But before he can scramble off of Oikawa, he’s being dragged back forward and then Oikawa’s lips are suddenly on his, soft and bitter from the beer he had drank earlier. To Iwaizumi’s credit, he does struggle for a few seconds. Then he’s lost in the warmth of Oikawa’s mouth, the hot slide of his tongue and it’s easy to forget why he would ever want to move away from this.

When they part, Oikawa is watching him under heavy lidded eyes, licking his lips as his alcohol tinged breath brushes over the hollow of Iwaizumi’s neck.

It takes Iwaizumi a moment to gather his wits, and then he’s shoving Oikawa back roughly and demanding, “What the fuck was that?”

“I got tired of waiting,” Oikawa says, as if it’s as simple as that. He’s reaching for Iwaizumi again, but Iwaizumi slaps his hand away and stares at him instead.

The glass lays forgotten beside them, a dark stain spreading over the plush green seat.

“Come on, just kiss me again,” Oikawa says. His voice is low and coy.

Iwaizumi dimly registers that he’s still straddling Oikawa’s legs, his half hard cock nudging Oikawa’s thigh.

“Why?” Iwaizumi manages to say. His own voice is a thin rasp, and he swallows uselessly. “If you’re just fucking around…”

“I’m not,” Oikawa insists. He spreads his hands in a show of innocence, his face relaxing into something open and inviting. “I tried! Dropping hints, little comments. Walking out naked in front of you. Asking you to help me with stretching. Touching your arm whenever mmf-!”

Oikawa tries to keep talking, but Iwaizumi suddenly has his hand clamped over Oikawa’s mouth as he stares down at him, aghast. _That_ was Oikawa’s idea of a confession?
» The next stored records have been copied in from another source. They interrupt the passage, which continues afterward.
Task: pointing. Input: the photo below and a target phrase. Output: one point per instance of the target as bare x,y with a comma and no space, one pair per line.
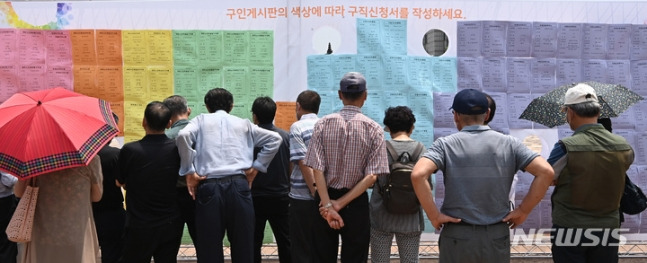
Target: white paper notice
494,38
569,40
639,76
443,117
638,42
469,38
519,74
494,74
543,74
619,38
517,103
619,72
519,39
544,39
500,121
595,70
469,73
568,71
594,41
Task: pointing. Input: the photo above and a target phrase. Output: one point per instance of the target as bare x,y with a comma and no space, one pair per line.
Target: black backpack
633,200
397,194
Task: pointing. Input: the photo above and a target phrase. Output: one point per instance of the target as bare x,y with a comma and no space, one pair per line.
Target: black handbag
633,199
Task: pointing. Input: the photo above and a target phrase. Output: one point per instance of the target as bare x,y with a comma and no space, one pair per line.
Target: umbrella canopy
54,129
546,109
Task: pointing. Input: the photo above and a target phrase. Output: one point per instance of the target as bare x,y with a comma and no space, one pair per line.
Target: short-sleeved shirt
347,146
300,135
383,220
276,181
149,168
478,166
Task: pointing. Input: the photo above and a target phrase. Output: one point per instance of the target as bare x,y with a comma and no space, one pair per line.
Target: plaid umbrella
50,130
546,109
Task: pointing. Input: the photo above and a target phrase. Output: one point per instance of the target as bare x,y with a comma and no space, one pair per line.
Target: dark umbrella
546,109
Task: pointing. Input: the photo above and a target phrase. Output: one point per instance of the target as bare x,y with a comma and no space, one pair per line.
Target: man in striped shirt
303,207
347,153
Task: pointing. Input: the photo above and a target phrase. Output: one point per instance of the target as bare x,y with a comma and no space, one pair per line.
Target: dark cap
470,102
352,82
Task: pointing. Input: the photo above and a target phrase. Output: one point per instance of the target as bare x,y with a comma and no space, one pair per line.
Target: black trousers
8,249
160,243
577,247
303,213
110,224
355,235
187,208
275,210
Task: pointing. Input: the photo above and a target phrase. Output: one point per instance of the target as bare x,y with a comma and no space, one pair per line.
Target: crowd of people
220,174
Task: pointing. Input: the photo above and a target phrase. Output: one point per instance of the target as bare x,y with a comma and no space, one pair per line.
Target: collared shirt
276,182
300,135
149,169
478,166
175,128
347,146
172,133
7,182
219,144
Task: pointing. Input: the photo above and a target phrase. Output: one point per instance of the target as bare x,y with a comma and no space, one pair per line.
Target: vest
588,191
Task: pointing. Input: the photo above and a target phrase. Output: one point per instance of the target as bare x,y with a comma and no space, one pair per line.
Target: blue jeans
224,204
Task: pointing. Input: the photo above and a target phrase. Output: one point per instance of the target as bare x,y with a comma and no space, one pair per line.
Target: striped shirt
347,146
300,135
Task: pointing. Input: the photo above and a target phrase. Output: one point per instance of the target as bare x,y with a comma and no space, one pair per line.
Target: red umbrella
50,130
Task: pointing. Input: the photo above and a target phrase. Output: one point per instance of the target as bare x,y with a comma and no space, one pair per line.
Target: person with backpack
395,210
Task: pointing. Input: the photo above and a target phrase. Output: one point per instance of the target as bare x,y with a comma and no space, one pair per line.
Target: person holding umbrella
55,136
64,229
590,169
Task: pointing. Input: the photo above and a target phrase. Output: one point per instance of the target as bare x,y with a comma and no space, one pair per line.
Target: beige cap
580,93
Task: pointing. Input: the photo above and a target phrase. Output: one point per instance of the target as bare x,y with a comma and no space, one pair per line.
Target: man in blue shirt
217,153
180,112
303,207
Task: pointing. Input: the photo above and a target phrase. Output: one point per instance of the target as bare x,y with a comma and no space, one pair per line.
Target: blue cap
470,102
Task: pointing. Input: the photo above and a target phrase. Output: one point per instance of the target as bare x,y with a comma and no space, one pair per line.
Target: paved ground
632,252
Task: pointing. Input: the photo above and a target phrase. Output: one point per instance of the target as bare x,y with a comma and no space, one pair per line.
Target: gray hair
586,109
Iwaizumi doesn’t know whether to laugh or cry. Something rough brushes across his palm, and Iwaizumi jerks his hand away in disgust when he realises Oikawa is licking him.

“You’re a fucking idiot,” Iwaizumi tells him, meaning every word. “A huge, fucking idiot.”

Oikawa hums at him, the beginnings of a smug smile growing at the corner of his lips. “I know you like me back, Iwa-chan. So are we going to do it?”

“What the fuck,” Iwaizumi growls, and he snatches up the couch cushion beside them and slams it into Oikawa’s face. He hears a muffled yelp from the other side. “You’re drunk to high hell, Asskawa, and we aren’t doing shit until you can say that to my face while sober.”

He hears something that sounds suspiciously like, _“Why do you think I got drunk? Stupid Iwa-chan!”_ but he ignores it in favour of finally pushing himself off Oikawa’s lap and staggering back to his own room.

He ends up jerking off as he leans against his bedroom door, listening to Oikawa move around in the other room and he’s only barely able to stifle his moan when he comes.

\---

It’s noticeably harder to drag the same confession out of Oikawa when he’s not blind drunk, but Iwaizumi manages.

To be completely honest though, it was more like Iwaizumi threatening not to make Oikawa breakfast until he got his shit together, and Oikawa whining throughout the entire ordeal, only to end with a sullen, _“Yes fine, I like you, god Iwa-chan you take the fun out of everything.”_

After that, things take a noticeably more serious tone when Iwaizumi finally asks, “What do you want from this?”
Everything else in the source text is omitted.